A Common Challenge for B2B technology, SaaS and Professional Services Businesses
If market demand was a fixed commodity, attracting new business would require only that you create awareness and build interest around well-known needs. Companies who see their marketplace in this way often subscribe to a “lather, rinse, repeat,” approach to pipeline management – focusing marketing dollars on prospects already well-along their purchasing journey, identifying qualified opportunities, but paying little attention to the world of prospects who do not yet see their needs as urgent.
Though closing business right now is an ideal that everyone can appreciate, it’s a perspective that, taken in isolation, ignores the reality that it is in your power to create market demand. It takes a keen focus on both sales and marketing fronts to look beyond the current need for leads and build demand that continues to feed a hungry funnel over time. It can make sense to turn to innovations in demand generation designed to develop, rather than fulfill, the market need. Surprisingly, this often requires that you narrow, rather than expand, the world of suspects that you are targeting.

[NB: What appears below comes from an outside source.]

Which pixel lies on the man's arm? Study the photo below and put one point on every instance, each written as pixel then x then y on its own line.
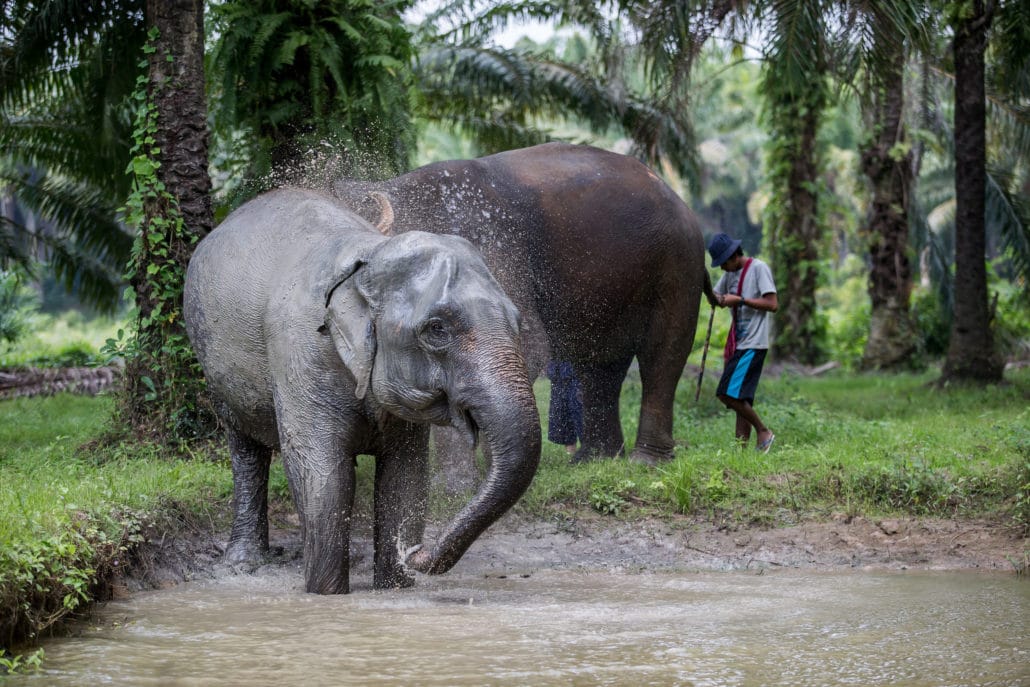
pixel 767 302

It starts with focus – which is a big challenge in some industries, particularly, in technology related businesses and in B2B marketing, because these types of businesses often sell their solutions broadly and then deploy them quite differently through onboarding and professional services that tailor solutions for different types of use cases. This means that what is relevant to one segment of buyers is often irrelevant to another.
So, how do you know whether increased focus can help your demand generation efforts? Here’s five questions that will help you diagnose whether narrowing your focus can help:
- Do less than 30 percent of your inbound marketing leads convert to sales conversations? Your marketing efforts should be driving people to visit your website, to download some information, and to click through to some social media. Maybe you have a lead scoring system that identifies likely prospects based upon their responses -- but if you’re finding that even the ones scoring high somehow just “fall away” before an actual sales conversation occurs, then your value proposition may be insufficiently focused and differentiated.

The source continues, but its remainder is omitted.